Le prime persone che hanno raccontato questi flussi di finanziamenti a Udi Levi sono stati proprio i palestinesi, non l’intelligence israeliana, ma quelli della Anp: “sono venuti da me e mi hanno detto, state dando soldi ai terroristi” e questo avveniva sotto gli occhi del governo. Di tutto questo il primo ministro Netanyahu era consapevole: “gli ho detto molte volte [a Netanyahu] che questo era un gravissimo errore, Netanyahu ha comunque una enorme responsabilità politica perché ha permesso al Qatar di finanziare Hamas per più di 10 anni, anche se noi del Mossad eravamo contrari. E alla fine è questo che ha portato al 7 ottobre, noi abbiamo nutrito questo mostro con così tanti soldi che loro ci hanno attaccato”.
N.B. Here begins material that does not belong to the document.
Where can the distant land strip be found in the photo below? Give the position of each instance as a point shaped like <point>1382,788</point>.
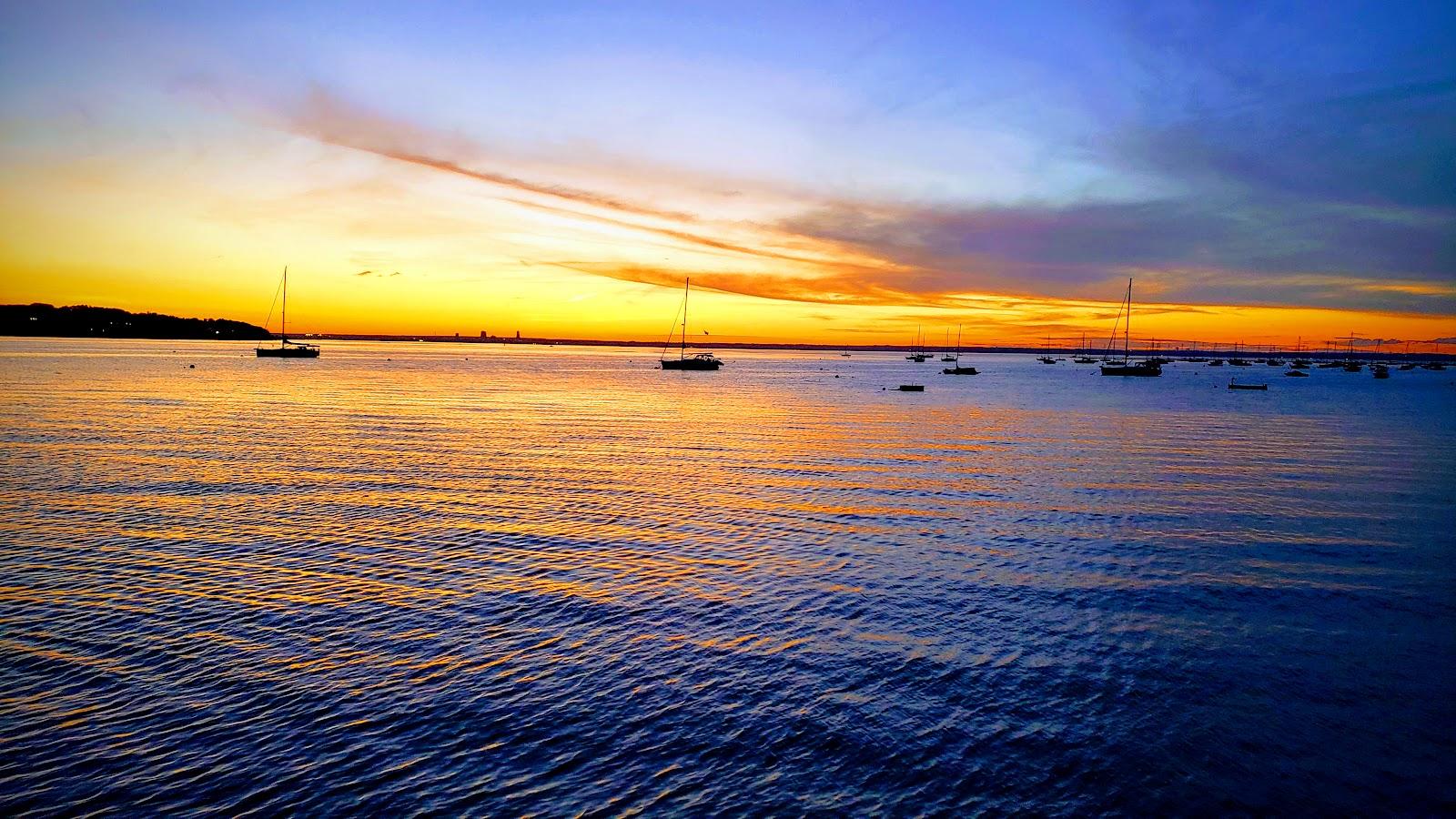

Viene in mente la storia dei finanziamenti americani ai mujaheddin in Afghanistan in funzione anti sovietica. Fondamentalismi islamici da cui è nata poi Al Qaeda. Fino al’11 settembre.
Su Domani trovate un’anticipazione del servizio dove si parla dell’attacco di Stati Uniti e Israele ai giudici della corte penale internazionale, colpevole di aver accusato di genocidio Israele.
L’ultima giudice ad essere attaccata è la peruviana Luz del Carmen Ibáñez Carranza: “sia io che la mia famiglia siamo stati colpiti nelle questioni finanziarie, non abbiamo carte di credito, non posso ordinare un pasto online non possiamo usare western union per inviare soldi nei nostri paesi, non possiamo movimentare alcun conto in dollari”.
La censura colpisce chiunque abbia collaborato con la CPI, come la relatrice dell’Onu Francesca Albanese: i suoi beni sono stati congelati, le è stato impedito di fare qualsiasi transazione finanziaria perché nel sistema internazionale vige la legge americana. Per proteggere lei e gli altri cittadini europei sottoposti a queste sanzioni bisognerebbe attivare un provvedimento chiamato Blocking statute che protegge i cittadini e le istituzioni europee dagli attacchi di sanzioni americane. Ma al momento né l’Europa né lo stato italiano si stanno muovendo.